La mauvaise foi des organismes chargés de lutter contre le piratage atteint parfois des sommets dans le domaine du ridicule.
En voici un nouvel exemple avec cette histoire qui se passe aux USA, où l’association défendant les intérêts de l’industrie du disque, la RIAA, est en train de mettre en place la version américaine d’Hadopi.
Seul problème : l’expert indépendant et impartial requis par les partenaires du projet s’avère être un ancien lobbyiste de la RIAA
Il faut vraiment avoir du culot pour imaginer qu’une information aussi énorme allait rester cachée bien longtemps…
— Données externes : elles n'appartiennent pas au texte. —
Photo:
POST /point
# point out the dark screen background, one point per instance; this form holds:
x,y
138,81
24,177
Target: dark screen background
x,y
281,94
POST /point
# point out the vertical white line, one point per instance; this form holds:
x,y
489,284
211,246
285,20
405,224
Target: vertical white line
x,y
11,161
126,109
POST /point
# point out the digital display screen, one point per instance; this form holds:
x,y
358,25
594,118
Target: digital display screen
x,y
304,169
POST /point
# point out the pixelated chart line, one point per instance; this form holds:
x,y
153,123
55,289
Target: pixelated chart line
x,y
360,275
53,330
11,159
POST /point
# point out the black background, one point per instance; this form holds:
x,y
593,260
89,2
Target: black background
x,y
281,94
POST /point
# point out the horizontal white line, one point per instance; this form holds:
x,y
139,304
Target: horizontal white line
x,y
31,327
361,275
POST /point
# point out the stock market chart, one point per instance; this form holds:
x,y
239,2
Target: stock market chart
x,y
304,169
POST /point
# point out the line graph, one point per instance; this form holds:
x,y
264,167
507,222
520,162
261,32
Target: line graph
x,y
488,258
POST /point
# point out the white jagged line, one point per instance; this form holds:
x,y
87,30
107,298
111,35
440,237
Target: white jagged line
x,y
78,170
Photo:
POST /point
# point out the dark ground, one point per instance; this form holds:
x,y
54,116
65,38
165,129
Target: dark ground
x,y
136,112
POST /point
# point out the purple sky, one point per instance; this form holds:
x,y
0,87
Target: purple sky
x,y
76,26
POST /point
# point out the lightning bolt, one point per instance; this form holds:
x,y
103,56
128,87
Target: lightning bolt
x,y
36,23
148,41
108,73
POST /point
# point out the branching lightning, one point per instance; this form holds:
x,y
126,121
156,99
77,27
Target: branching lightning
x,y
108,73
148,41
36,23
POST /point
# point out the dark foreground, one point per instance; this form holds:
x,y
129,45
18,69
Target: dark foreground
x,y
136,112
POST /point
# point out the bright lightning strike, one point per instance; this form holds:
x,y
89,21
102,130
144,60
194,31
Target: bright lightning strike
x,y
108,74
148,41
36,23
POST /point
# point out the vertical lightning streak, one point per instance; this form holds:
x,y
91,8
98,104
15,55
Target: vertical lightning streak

Ne reculant devant rien, la RIAA a en effet réussi à placer une taupe au sein du Center for Copyright Information (l’organisme chargé de mettre en place la version US d’Hadopi).
Le CCI américain a besoin d’un expert indépendant et impartial pour son fonctionnement, afin d’assurer aux opérateurs Internet que les accusés de piratage ne soient pas injustement traités.
Sauf que l’entreprise experte choisie est en fait un ancien cabinet de lobbying travaillant pour la RIAA. Le cabinet Stroz Friedberg ayant en effet touché par le passé plus d’un demi million de dollars de la RIAA, il est difficile d’imaginer qu’il s’agisse véritablement d’un expert indépendant et impartial !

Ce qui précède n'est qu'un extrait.